CREATION-INFORMATION
This field is the same as what was described for the HEADER
block.
This block describes the details of a particular type of
predictive model. We here present the PMML
for the models we support.
1. C4.5 Model
C45-MODEL
<!ELEMENT C45-MODEL - - ( (C45-NODE | C45-LEAF-NODE)+ ) >
<!ATTLIST C45-MODEL
...
>
C45-NODE
<!ELEMENT CART-NODE - O EMPTY >
<!ATTLIST CART-NODE
... >
C45-LEAF-NODE
<!ELEMENT CART-LEAF-NODE - O EMPTY>
<!ATTLIST CART-LEAF-NODE ? >
2.CART Model
CART-MODEL
<!ELEMENT CART-MODEL - - ( (CART-NODE | CART-LEAF-NODE)+ ) >
<!ATTLIST CART-MODEL
TYPE ( binary-classification | classification | regression ) #REQUIRED
ATTRIBUTE-PREDICTED CDATA #REQUIRED
NUMBER-NODES NUMBER #REQUIRED
DEPTH NUMBER #REQUIRED >
It marks the beginning of a cart-model. The attributes of this
tag include, the TYPE of the CART
model, the attribute that is predicted using this model, the
number of nodes in the tree and the
depth of the tree.
CART-NODE
<!ELEMENT CART-NODE - O EMPTY >
<!ATTLIST CART-NODE
NODE-NUMBER NUMBER #REQUIRED
ATTRIBUTE-NAME CDATA #REQUIRED
LEFT-CHILD NUMBER #REQUIRED
RIGHT-CHILD NUMBER #REQUIRED
CUT-VALUE CDATA #REQUIRED >
This denotes a non-leaf node in the tree. Its attributes are
the node number, the attribute name
associated with the node, the node numbers of its left and right
children and the cut value.
CART-LEAF-NODE
<!ELEMENT CART-LEAF-NODE - O EMPTY>
<!ATTLIST CART-LEAF-NODE
NODE-NUMBER NUMBER #REQUIRED
SCORE CDATA #REQUIRED >
This denotes a leaf node in the tree.

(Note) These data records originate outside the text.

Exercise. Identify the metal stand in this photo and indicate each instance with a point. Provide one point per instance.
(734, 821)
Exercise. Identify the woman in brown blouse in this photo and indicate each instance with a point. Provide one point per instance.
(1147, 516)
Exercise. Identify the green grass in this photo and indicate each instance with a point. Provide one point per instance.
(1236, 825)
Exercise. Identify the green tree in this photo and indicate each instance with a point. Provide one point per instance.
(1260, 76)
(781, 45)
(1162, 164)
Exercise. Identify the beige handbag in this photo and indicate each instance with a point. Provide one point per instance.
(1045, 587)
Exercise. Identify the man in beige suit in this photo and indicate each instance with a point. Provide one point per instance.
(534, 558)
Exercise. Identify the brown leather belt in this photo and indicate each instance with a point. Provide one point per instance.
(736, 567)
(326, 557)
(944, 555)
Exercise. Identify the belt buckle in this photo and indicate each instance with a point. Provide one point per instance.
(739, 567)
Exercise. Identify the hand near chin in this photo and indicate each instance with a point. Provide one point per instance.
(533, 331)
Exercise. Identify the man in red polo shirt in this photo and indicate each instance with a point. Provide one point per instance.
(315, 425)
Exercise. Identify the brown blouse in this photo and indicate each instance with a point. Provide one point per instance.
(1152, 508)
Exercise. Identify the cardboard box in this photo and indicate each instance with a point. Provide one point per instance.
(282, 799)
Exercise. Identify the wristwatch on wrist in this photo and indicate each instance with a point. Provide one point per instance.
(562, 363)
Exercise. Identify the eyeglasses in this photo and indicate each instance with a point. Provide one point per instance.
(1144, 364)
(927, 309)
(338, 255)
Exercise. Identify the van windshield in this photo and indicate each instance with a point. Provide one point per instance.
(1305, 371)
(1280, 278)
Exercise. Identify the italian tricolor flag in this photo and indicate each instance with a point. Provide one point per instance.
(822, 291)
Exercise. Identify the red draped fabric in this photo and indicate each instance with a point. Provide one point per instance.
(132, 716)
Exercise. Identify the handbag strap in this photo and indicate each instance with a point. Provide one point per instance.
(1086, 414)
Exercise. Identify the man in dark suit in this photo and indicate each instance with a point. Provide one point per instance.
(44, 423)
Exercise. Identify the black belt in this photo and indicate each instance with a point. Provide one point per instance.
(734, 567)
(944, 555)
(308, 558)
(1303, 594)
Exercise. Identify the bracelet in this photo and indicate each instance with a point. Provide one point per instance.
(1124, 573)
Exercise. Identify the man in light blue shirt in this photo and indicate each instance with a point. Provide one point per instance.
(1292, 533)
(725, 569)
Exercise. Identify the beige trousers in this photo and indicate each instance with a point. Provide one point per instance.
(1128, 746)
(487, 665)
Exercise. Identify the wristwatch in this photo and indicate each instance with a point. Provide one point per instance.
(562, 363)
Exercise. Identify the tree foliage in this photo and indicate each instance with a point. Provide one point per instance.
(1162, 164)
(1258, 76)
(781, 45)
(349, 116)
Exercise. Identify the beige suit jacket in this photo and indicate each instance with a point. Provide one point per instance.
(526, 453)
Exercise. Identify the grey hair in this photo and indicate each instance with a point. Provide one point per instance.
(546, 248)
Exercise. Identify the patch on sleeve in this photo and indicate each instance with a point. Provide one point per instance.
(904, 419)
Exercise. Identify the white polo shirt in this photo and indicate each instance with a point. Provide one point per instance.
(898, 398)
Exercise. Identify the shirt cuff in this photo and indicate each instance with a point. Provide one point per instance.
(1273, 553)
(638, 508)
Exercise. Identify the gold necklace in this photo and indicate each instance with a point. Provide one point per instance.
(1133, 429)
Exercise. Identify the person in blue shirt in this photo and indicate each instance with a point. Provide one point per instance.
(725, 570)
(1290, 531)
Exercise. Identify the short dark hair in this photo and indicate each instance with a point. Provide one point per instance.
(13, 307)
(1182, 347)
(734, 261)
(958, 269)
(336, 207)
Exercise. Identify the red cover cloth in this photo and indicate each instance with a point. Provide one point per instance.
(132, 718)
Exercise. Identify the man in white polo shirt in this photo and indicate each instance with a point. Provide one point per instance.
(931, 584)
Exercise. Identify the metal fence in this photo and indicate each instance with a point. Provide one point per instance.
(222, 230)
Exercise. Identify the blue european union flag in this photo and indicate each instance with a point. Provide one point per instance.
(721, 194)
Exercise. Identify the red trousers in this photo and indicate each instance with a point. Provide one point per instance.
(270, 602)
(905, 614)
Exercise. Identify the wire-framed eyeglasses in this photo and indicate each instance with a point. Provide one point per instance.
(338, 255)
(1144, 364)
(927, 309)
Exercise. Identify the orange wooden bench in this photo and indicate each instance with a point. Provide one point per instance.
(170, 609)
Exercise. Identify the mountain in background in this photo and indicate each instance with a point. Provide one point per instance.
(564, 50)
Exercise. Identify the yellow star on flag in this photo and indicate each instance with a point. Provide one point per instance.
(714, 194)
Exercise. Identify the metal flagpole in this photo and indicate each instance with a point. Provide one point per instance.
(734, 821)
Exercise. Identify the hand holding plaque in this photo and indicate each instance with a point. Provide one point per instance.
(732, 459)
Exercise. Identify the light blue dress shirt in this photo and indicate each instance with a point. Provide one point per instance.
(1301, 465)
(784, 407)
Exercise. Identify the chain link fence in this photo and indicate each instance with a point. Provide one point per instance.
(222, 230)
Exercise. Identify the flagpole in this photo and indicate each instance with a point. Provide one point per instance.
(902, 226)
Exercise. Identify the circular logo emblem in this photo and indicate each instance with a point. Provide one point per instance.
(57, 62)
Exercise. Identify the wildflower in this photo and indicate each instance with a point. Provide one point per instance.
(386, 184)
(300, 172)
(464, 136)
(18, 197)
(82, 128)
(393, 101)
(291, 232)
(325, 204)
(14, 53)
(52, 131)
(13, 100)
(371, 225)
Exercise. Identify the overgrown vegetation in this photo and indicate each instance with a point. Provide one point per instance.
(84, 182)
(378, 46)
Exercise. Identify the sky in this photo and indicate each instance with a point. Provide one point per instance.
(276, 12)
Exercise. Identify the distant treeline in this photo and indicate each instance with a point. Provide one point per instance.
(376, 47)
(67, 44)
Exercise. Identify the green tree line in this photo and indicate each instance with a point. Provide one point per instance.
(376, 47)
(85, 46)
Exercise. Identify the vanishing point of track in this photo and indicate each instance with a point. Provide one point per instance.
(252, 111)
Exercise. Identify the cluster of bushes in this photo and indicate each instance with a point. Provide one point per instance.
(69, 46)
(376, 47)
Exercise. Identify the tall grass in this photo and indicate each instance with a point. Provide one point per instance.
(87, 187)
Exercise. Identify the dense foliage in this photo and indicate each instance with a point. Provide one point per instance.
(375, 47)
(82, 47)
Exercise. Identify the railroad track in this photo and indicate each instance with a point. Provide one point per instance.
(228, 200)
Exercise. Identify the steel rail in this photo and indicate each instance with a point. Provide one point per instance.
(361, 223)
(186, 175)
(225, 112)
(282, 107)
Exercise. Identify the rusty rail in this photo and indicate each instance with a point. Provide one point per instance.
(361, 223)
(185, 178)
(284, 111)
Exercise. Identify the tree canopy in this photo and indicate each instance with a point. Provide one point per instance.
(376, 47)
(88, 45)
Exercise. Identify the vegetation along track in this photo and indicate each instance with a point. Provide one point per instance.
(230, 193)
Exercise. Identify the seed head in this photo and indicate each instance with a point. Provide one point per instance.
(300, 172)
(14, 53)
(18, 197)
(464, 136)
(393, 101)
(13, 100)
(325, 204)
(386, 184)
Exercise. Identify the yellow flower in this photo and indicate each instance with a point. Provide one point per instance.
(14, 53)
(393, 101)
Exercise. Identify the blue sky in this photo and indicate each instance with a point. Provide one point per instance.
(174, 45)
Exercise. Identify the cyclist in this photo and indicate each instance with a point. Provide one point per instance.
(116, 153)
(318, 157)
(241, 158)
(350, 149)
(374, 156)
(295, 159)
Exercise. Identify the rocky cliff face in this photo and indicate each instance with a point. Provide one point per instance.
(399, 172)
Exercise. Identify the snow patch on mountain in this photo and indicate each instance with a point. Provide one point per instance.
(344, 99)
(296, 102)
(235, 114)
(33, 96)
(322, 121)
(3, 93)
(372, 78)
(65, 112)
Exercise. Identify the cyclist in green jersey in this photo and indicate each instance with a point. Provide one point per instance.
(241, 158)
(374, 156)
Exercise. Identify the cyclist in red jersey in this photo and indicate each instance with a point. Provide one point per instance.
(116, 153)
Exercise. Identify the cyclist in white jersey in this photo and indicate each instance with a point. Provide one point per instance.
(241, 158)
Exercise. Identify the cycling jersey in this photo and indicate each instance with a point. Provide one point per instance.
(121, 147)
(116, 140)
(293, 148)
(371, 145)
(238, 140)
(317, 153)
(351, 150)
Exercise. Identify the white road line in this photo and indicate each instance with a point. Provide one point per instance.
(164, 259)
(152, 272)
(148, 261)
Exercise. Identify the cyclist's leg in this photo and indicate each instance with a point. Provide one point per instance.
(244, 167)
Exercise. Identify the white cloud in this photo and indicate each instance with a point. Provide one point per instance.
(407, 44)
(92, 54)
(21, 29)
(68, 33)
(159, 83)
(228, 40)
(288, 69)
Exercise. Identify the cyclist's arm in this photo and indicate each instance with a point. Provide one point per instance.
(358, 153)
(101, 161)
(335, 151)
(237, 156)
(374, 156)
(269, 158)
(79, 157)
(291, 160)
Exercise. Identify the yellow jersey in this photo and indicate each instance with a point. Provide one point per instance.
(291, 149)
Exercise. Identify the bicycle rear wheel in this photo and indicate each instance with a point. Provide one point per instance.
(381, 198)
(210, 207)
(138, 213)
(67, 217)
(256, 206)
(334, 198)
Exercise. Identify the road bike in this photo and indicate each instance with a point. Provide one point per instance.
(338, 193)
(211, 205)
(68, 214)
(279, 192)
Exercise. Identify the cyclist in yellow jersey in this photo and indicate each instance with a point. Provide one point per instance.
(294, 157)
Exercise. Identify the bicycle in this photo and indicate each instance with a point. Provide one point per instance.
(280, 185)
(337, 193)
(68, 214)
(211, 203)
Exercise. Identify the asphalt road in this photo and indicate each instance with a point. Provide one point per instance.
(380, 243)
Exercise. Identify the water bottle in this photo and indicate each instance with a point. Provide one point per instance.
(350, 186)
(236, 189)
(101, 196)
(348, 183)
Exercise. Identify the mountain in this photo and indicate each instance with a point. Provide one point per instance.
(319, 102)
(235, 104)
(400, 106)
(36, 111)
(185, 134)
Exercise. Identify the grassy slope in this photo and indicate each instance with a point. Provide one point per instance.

Its attributes are the
node number and the class value
associated with it.
3.ID3 Model
ID3-MODEL
<!ELEMENT ID3-MODEL - - ( (ID3-NODE | ID3-LEAF-NODE)+ ) >
<!ATTLIST ID3-MODEL
ATTRIBUTE-PREDICTED CDATA #REQUIRED
NUMBER-NODES NUMBER #REQUIRED
DEPTH NUMBER #REQUIRED >
It marks the beginning of a id3-model. The attributes of this
tag include, the attribute that is
predicted using this model, the number of nodes in the tree and
the depth of the tree.
ID3-NODE
<!ELEMENT ID3-NODE - O EMPTY >
<!ATTLIST ID3-NODE
NODE-NUMBER NUMBER #REQUIRED
ATTRIBUTE-NAME CDATA #REQUIRED
CUT-VALUE CDATA #REQUIRED
LEFT-CHILD NUMBER #REQUIRED
RIGHT-SIBLING NUMBER #REQUIRED >
This denotes a non-leaf node in the tree. Its attributes are
the node number, the attribute name
associated with the node, the node numbers of its left child and
right sibling and the cut value.
ID3-LEAF-NODE
<!ELEMENT ID3-LEAF-NODE - O EMPTY>
<!ATTLIST ID3-LEAF-NODE
NODE-NUMBER NUMBER #REQUIRED
CUT-VALUE CDATA #REQUIRED
SCORE CDATA #REQUIRED
RIGHT-SIBLING NUMBER #REQUIRED >
This denotes a leaf node in the tree. Its attributes are the
node number, the cut value, the class value
and the node number of its right sibling associated with it.
4.LINEAR REGRESSION
LINEAR-REGRESSION-MODEL
<!ELEMENT LINEAR-REGRESSION-MODEL - O ( LINEAR-REGRESSION-COEFFICIENT )+ >
<!ATTLIST LINEAR-REGRESSION-MODEL
DIMENSION CDATA #REQUIRED >
It marks the beginning of a linear regression model. The
attribute of this tag is the dimension of the
model.
LINEAR-REGRESSION-COEFFICIENT
<!ELEMENT LINEAR-REGRESSION-COEFFICIENT - - EMPTY>
<!ATTLIST LINEAR-REGRESSION-COEFFICIENT
COEFFICIENT-POSITION CDATA #REQUIRED
COEFFICIENT-VALUE CDATA #REQUIRED >
This tag gives the position and the coefficient value for that
position in the linear regression model.